同時に手を上げた泰騎の前にも鉄板が置かれた。
「届いた人から食べてねー」
こう言わなければ凌は全員の料理が届くまで待つので、雅弥が号令をかけた。
お先に失礼します。いただきます。とナイフとフォークを手にする凌を、雅弥がにこにこ笑いながら眺めているので、泰騎は特大エビフライをナイフで切りながら眉を顰めた。
それに気付いた雅弥が、変わらぬ笑顔を泰騎へ向ける。
「いやぁ。今日の凌、何だか活き活きしてるなぁーと思ってね」
何やら嬉しそうにされているので悪い気はしないが、凌本人には自覚が無い。
「そうですか? いつも通りですけど」
「恵未とケンカしてる時くらいいい顔してるよ」
それはいい顔なのか? とその場に居る三人が思った。残り二人は笑っている。
そこでオムライスが届き、全員の料理が揃った。
「ところで潤、翔君の家庭教師はどうだった?」
雅弥に訊かれ、ステーキをサイコロ状に切っていた潤が顔を上げた。それと同時に、雅弥がオムライスを口へ運ぶ。

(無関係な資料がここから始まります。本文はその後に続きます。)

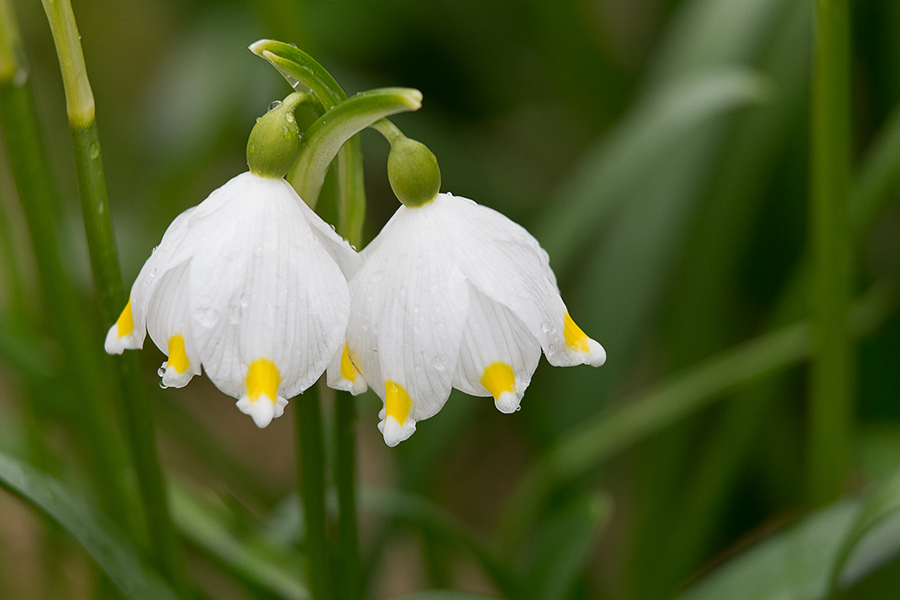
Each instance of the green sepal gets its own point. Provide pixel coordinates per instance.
(413, 172)
(325, 137)
(275, 139)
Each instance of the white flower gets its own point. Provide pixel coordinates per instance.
(453, 294)
(248, 284)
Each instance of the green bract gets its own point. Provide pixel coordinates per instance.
(275, 139)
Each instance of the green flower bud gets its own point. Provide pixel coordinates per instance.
(413, 172)
(275, 139)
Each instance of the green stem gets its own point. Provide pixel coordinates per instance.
(311, 461)
(831, 373)
(133, 406)
(345, 481)
(39, 197)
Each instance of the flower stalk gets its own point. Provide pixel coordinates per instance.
(132, 403)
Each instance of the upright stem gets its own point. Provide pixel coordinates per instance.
(311, 461)
(351, 213)
(40, 201)
(345, 480)
(831, 385)
(133, 406)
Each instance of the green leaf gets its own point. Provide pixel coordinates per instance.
(111, 551)
(301, 69)
(796, 564)
(325, 137)
(262, 564)
(563, 546)
(881, 504)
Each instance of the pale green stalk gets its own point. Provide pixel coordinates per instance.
(40, 200)
(133, 407)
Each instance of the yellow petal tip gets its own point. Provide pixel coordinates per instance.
(576, 339)
(397, 402)
(125, 324)
(497, 378)
(263, 378)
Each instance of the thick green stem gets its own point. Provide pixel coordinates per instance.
(133, 406)
(345, 480)
(311, 460)
(40, 199)
(831, 373)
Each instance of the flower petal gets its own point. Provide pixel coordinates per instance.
(344, 375)
(409, 305)
(263, 287)
(168, 324)
(339, 249)
(510, 267)
(498, 355)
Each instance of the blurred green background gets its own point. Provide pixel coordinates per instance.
(658, 149)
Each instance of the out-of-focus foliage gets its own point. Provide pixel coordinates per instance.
(659, 149)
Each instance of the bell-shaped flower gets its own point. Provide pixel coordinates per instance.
(250, 285)
(453, 294)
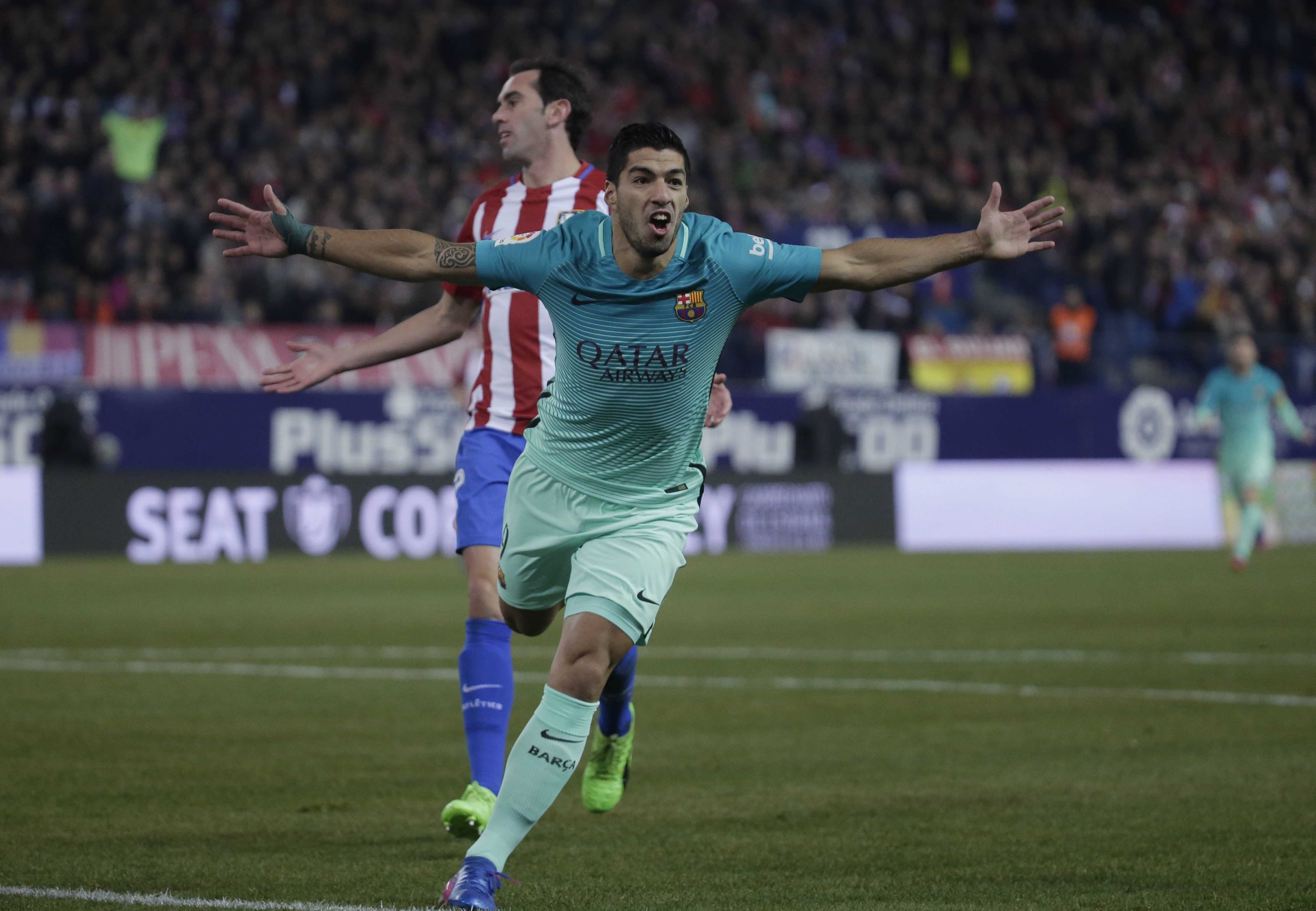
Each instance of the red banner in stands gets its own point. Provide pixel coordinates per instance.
(158, 356)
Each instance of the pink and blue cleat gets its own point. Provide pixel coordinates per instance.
(474, 885)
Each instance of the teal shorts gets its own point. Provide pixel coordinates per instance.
(616, 561)
(1247, 469)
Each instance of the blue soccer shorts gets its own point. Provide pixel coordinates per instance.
(485, 460)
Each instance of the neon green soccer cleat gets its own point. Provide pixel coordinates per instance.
(608, 769)
(468, 815)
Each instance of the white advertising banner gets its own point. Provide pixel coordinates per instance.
(1063, 505)
(801, 359)
(20, 515)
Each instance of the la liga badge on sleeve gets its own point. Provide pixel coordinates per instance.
(690, 306)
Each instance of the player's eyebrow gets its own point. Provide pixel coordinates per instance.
(649, 173)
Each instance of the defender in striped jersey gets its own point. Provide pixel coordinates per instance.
(613, 473)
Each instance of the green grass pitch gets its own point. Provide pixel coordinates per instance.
(231, 785)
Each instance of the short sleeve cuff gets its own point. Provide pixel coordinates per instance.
(470, 291)
(488, 264)
(810, 266)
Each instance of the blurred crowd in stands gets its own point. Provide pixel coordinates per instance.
(1181, 136)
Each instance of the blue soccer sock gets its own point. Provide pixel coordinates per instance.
(1249, 528)
(485, 671)
(615, 702)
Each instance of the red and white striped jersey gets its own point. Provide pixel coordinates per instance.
(518, 357)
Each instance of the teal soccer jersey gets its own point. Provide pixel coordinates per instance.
(624, 415)
(1244, 409)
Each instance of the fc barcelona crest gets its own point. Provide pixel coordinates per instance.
(690, 306)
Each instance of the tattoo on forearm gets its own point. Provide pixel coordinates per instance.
(453, 256)
(316, 244)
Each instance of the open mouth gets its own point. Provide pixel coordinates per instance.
(661, 223)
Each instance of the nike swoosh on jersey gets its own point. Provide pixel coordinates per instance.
(577, 302)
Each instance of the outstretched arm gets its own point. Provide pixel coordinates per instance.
(1293, 422)
(882, 263)
(435, 326)
(407, 256)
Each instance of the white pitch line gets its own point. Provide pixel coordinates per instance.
(687, 652)
(165, 900)
(311, 672)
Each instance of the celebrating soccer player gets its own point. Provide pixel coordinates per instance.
(543, 112)
(1243, 394)
(600, 502)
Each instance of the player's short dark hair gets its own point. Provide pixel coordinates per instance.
(557, 81)
(643, 136)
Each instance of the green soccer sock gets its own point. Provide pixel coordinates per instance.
(1248, 530)
(540, 764)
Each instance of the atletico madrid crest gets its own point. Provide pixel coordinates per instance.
(690, 306)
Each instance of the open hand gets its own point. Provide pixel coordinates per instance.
(719, 402)
(318, 364)
(1009, 235)
(251, 228)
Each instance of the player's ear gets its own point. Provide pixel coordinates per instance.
(557, 112)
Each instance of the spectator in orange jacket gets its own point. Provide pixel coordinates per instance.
(1073, 323)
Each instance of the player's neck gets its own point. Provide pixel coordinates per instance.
(557, 164)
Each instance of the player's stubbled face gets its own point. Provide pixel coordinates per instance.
(651, 198)
(1243, 355)
(520, 118)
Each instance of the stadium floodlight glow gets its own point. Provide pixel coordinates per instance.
(1070, 505)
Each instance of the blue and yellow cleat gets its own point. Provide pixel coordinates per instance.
(474, 885)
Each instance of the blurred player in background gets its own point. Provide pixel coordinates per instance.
(599, 509)
(1241, 394)
(543, 112)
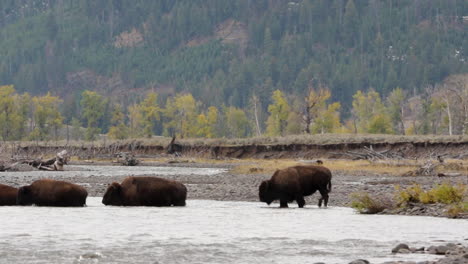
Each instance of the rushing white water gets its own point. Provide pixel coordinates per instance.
(213, 232)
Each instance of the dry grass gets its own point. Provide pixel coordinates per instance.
(364, 203)
(349, 166)
(321, 139)
(389, 167)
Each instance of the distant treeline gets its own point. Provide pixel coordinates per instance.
(443, 109)
(344, 45)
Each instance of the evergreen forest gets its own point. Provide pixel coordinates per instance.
(232, 68)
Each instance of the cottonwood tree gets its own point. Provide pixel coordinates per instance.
(92, 105)
(119, 129)
(315, 99)
(8, 114)
(279, 111)
(181, 112)
(237, 124)
(150, 113)
(328, 119)
(369, 113)
(135, 121)
(205, 126)
(46, 117)
(395, 106)
(457, 95)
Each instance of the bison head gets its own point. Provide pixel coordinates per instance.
(264, 193)
(113, 195)
(24, 196)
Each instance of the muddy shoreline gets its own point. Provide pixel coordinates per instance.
(229, 186)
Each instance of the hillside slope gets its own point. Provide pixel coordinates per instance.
(225, 51)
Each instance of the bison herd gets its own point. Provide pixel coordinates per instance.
(285, 185)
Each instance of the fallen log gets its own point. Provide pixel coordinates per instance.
(54, 164)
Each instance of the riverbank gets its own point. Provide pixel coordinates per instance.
(240, 179)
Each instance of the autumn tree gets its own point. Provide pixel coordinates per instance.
(457, 95)
(328, 119)
(181, 113)
(369, 113)
(92, 105)
(135, 122)
(76, 129)
(279, 111)
(205, 125)
(8, 114)
(118, 130)
(254, 113)
(314, 104)
(237, 124)
(396, 104)
(46, 117)
(150, 113)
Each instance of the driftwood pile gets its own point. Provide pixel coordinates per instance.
(127, 159)
(53, 164)
(174, 148)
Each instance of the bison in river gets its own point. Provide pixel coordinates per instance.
(8, 195)
(145, 191)
(294, 183)
(48, 192)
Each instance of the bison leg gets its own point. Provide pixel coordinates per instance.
(324, 197)
(300, 201)
(283, 203)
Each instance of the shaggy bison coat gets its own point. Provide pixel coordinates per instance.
(294, 183)
(146, 191)
(8, 195)
(48, 192)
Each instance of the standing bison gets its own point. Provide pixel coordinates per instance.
(294, 183)
(8, 195)
(145, 191)
(48, 192)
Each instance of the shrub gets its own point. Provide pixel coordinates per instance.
(365, 204)
(409, 195)
(456, 209)
(449, 194)
(442, 193)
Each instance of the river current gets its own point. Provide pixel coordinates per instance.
(213, 232)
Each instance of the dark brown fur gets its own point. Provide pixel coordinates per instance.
(294, 183)
(8, 195)
(146, 191)
(48, 192)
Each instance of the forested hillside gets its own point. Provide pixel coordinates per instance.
(233, 53)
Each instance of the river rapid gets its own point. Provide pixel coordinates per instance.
(205, 231)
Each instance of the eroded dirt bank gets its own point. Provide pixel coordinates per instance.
(405, 150)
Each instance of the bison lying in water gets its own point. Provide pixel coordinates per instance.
(146, 191)
(294, 183)
(8, 195)
(48, 192)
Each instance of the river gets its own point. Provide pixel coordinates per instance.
(208, 231)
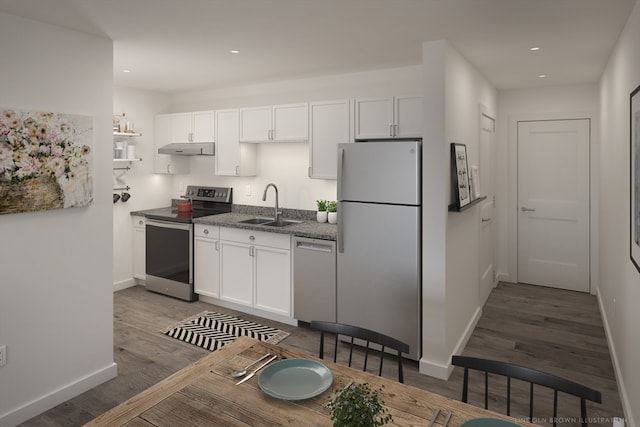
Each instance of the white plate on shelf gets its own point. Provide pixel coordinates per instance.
(295, 379)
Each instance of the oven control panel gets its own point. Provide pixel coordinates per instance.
(209, 194)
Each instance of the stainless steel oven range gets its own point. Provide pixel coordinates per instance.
(169, 241)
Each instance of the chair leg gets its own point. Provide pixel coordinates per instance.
(465, 385)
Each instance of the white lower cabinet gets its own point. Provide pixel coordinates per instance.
(236, 273)
(139, 247)
(206, 245)
(255, 269)
(272, 279)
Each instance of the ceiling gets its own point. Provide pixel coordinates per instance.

「自分の思う力加減さえ出来るようになれば、あとは本人次第なので。その点で言えば、目標には達しているはずです」
潤の断言にも近い口振りに、泰騎がポロッと、
「あのポンコツ具合を、ようこの短期間に矯正出来たな」
と言った事で、潤の鋭い眼光が泰騎の方へ飛んだ。
「あ、潤ってば泰騎が監視してた事、まだ根に持ってる?」
雅弥が困り顔でバターライスを口へ入れる。
そういうわけじゃ……、とボソボソ言う潤。同じように謙冴が、泰騎は過保護だからな、と呟いた。
「俺はそもそも、泰騎に“保護”される立場じゃ……」
「ほら、えっと、やっぱり自分の相方って心配なものですし! オレだって、尚巳の事心配ですから!」
腑に落ちない様子の潤はさておき、凌は空になっている潤のグラスを持って勢いよく立ち上がり、
「水、貰ってきます!」
とセルフ冷水機の方へ向かった。
「凌は気が利くねー」
雅弥は依然にこにこしている。
「本当に夜王目指せるんじゃないかな? ねぇ、泰騎?」
「凌ちゃんには社長の後継いで貰わんと駄目から、ホストになんかせんで」
「冗談だよ。大切な僕の後釜だから抱え込んどかないとねー」
ねー謙冴! と隣でヒレステーキを食べている秘書に言えば、その秘書はいつも通りの渋い顔で頷いた。
「盛り上がってますけど、何の話ですか?」
水を持って帰って来た凌が疑問符を浮かべている。
「凌はいつ僕の養子になってくれるのかなーって話だよ」
雅弥が言うと、凌は潤の前にグラスを置きながらきっぱりと言った。
「お断りしたはずです。オレ、苗字が変わるの嫌ですから」
「知ってるよ。でも、僕も諦めないもんね!」
「社長。ええ年こいて『もんね☆』はヤバイで」
泰騎は半眼で指摘したが雅弥はノーダメージだ。ツッコまれて喜んでいるようにさえ見える。
凌の養子問題はうやむやになったままだが、謙冴が腕時計を一瞥して雅弥に視線を送った。
「ごめん。用事があるから先に行くね。お金ここに置いていくから、よかったらデザートも食べて行ってね」
それじゃ、と雅弥と謙冴は席を立って去って行った。